As a technical point, viruses are only alive inside cells, as they have no machinery to replicate, repair, metabolize etc, they use cellular mechanisms. The thing is that noncytopathic viruses do not usually lyse the cell and release millions of copies of themselves, so blood levels of virus are very very low. Regular lytic lifecycle viruses make millions of copies, explode the cell, then get released into the blood. This is what you see on a blood viral titre test. I suspect though that if we developed tests for specific viral proteins they might be detectable even in noncytopathic infections, and also that we might have antibodies to those proteins.
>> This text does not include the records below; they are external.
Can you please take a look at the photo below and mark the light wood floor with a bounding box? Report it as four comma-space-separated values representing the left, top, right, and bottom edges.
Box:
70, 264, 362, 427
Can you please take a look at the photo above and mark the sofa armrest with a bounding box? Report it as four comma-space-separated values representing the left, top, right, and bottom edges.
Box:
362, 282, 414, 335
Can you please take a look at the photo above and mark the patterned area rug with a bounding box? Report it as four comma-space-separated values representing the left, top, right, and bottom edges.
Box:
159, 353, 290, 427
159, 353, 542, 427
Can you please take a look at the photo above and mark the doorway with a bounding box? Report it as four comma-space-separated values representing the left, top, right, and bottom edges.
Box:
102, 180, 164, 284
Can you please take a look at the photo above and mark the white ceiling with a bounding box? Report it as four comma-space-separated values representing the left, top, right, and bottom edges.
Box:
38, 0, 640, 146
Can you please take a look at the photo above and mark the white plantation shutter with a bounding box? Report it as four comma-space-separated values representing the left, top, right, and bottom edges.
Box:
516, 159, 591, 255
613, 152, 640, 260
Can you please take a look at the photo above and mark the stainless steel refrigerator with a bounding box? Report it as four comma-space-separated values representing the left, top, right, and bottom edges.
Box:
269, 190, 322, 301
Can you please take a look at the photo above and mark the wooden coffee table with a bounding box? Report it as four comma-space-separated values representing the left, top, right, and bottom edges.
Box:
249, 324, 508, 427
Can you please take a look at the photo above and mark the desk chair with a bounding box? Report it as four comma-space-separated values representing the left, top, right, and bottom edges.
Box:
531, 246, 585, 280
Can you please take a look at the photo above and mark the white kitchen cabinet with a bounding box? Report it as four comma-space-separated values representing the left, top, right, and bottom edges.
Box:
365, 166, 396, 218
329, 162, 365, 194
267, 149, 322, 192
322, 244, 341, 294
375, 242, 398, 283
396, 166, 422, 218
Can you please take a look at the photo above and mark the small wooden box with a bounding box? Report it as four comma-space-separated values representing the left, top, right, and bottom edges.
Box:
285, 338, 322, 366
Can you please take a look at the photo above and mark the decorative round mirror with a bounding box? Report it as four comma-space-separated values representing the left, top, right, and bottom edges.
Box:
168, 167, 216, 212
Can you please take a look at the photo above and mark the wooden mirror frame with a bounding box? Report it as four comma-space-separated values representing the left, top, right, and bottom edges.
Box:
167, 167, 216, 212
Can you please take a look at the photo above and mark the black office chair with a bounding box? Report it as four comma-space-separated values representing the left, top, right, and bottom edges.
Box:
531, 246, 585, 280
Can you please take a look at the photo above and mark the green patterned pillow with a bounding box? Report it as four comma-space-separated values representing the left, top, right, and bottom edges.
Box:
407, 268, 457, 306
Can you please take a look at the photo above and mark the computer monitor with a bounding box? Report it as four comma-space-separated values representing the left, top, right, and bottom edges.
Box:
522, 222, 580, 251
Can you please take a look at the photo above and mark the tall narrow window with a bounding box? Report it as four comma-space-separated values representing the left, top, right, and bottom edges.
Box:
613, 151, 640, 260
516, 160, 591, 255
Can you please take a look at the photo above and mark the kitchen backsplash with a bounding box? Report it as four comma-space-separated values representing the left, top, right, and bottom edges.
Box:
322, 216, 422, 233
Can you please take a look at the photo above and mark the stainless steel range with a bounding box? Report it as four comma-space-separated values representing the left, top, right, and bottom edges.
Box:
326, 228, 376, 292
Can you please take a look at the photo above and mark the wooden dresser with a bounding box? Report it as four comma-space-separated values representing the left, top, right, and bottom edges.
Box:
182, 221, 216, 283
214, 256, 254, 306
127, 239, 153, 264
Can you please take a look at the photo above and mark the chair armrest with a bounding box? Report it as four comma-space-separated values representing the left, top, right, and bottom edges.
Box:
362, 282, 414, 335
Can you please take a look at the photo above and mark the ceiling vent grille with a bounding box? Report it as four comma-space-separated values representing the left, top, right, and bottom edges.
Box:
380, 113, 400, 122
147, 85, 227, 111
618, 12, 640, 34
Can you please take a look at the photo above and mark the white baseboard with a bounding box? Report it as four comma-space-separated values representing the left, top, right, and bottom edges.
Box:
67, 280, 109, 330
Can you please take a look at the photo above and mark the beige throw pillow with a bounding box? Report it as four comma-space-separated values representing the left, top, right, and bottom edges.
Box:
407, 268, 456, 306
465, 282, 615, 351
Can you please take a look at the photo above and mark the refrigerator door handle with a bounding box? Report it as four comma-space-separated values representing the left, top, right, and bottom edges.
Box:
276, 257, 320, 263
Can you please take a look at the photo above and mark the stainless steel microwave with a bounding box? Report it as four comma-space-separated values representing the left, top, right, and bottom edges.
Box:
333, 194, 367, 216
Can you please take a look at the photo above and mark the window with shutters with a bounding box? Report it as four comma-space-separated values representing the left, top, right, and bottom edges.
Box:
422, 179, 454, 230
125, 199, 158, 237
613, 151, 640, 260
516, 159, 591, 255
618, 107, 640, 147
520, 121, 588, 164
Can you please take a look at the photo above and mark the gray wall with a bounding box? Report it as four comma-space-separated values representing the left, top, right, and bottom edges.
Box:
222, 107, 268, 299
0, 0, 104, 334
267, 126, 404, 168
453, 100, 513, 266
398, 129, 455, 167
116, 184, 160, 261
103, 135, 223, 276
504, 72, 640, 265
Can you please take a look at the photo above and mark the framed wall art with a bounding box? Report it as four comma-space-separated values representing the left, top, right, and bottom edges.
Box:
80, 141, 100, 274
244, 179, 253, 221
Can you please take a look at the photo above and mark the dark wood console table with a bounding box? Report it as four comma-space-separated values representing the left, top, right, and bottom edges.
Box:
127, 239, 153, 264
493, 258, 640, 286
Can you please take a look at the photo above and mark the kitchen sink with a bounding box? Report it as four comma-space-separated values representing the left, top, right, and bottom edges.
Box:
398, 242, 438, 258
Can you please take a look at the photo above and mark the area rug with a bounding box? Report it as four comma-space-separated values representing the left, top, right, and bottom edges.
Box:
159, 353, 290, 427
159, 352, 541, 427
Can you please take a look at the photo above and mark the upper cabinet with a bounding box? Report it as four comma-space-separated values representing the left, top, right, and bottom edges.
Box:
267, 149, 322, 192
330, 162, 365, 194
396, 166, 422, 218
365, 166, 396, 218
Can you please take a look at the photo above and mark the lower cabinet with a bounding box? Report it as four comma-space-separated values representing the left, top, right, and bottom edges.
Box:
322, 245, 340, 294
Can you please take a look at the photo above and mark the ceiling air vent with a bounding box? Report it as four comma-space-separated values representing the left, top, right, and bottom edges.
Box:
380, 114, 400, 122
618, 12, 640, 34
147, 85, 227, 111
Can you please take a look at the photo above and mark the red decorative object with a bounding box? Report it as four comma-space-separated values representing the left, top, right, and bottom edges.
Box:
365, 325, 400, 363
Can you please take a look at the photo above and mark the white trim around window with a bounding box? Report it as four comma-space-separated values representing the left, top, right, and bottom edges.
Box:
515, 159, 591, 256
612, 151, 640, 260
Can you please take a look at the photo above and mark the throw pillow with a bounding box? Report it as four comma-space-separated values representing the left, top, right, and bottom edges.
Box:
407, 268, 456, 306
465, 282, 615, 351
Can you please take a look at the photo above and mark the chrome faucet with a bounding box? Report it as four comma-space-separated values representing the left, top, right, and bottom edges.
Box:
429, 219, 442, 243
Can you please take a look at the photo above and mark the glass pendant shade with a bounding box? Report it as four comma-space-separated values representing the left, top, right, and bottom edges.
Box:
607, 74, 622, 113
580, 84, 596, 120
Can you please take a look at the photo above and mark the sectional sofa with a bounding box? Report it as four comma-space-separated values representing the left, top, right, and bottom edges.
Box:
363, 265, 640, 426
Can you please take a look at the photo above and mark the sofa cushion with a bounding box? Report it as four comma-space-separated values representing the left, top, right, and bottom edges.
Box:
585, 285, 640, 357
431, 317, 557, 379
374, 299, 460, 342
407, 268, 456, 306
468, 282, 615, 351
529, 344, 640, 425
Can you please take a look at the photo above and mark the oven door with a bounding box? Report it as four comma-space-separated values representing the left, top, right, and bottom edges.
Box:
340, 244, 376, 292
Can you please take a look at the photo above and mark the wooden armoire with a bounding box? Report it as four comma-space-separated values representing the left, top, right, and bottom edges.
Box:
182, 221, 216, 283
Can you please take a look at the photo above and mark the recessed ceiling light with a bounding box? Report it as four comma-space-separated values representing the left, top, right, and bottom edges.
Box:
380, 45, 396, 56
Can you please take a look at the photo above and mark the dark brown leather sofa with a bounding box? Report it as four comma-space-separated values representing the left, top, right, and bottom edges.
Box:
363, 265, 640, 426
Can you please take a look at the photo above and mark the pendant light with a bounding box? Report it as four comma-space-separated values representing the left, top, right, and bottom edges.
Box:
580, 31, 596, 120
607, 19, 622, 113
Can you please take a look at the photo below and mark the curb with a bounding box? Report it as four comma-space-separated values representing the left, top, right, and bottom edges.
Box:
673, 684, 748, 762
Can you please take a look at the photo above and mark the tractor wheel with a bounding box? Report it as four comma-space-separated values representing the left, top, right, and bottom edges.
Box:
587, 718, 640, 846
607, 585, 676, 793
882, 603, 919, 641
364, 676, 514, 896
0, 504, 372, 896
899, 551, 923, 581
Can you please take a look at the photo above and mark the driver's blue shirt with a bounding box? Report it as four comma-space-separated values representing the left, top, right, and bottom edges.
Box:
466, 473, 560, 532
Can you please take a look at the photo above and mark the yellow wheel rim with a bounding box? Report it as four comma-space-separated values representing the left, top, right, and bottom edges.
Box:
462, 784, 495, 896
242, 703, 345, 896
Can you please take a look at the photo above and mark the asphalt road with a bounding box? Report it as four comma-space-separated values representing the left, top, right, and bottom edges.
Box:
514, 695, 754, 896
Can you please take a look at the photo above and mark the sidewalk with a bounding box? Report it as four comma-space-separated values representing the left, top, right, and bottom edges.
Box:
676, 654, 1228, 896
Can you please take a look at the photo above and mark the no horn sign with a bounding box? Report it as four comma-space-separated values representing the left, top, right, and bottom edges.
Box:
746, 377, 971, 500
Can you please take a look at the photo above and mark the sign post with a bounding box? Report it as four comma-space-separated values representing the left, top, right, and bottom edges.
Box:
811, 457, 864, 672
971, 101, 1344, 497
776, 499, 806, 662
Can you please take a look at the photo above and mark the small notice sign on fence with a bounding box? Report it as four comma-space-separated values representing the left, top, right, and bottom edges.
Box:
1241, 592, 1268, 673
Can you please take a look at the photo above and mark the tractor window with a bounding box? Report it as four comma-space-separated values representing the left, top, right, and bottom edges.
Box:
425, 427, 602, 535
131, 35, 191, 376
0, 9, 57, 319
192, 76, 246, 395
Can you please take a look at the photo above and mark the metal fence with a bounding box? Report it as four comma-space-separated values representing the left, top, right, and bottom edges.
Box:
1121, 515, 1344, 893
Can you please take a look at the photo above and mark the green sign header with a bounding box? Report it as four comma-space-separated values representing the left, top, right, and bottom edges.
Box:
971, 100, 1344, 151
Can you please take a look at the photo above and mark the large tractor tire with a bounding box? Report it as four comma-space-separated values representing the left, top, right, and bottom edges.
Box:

If the immune system is responding properly you should also see lots of antibodies to the virus from about week two of the acute infection, or week one if you have had that virus before. Those antibodies are what is measured on an antibody titre test. The antibody tests are indirect, there is no way to be sure they are to exactly the virus you are looking for (they are only semi-specific) and if anything is wrong with antibody production, which appears to be the case at least some of the time in ME, then antibody numbers might be lower than they should be, or even nonexistent. Many of us lose the ability to produce antibodies to prior infections - something is wrong with the B cells. We are still trying to figure this out.
Also it is my understanding that for enteroviruses there are two different noncytopathic forms currently known ... so you could wind up with three infections from the initial enterviral trigger, one acute infection that should resolve fast, and two smoldering infections that appear to be for life unless they can be treated.
The only way to be sure if noncytopathic viruses are cleared is not by any sort of blood test, but by biopsy.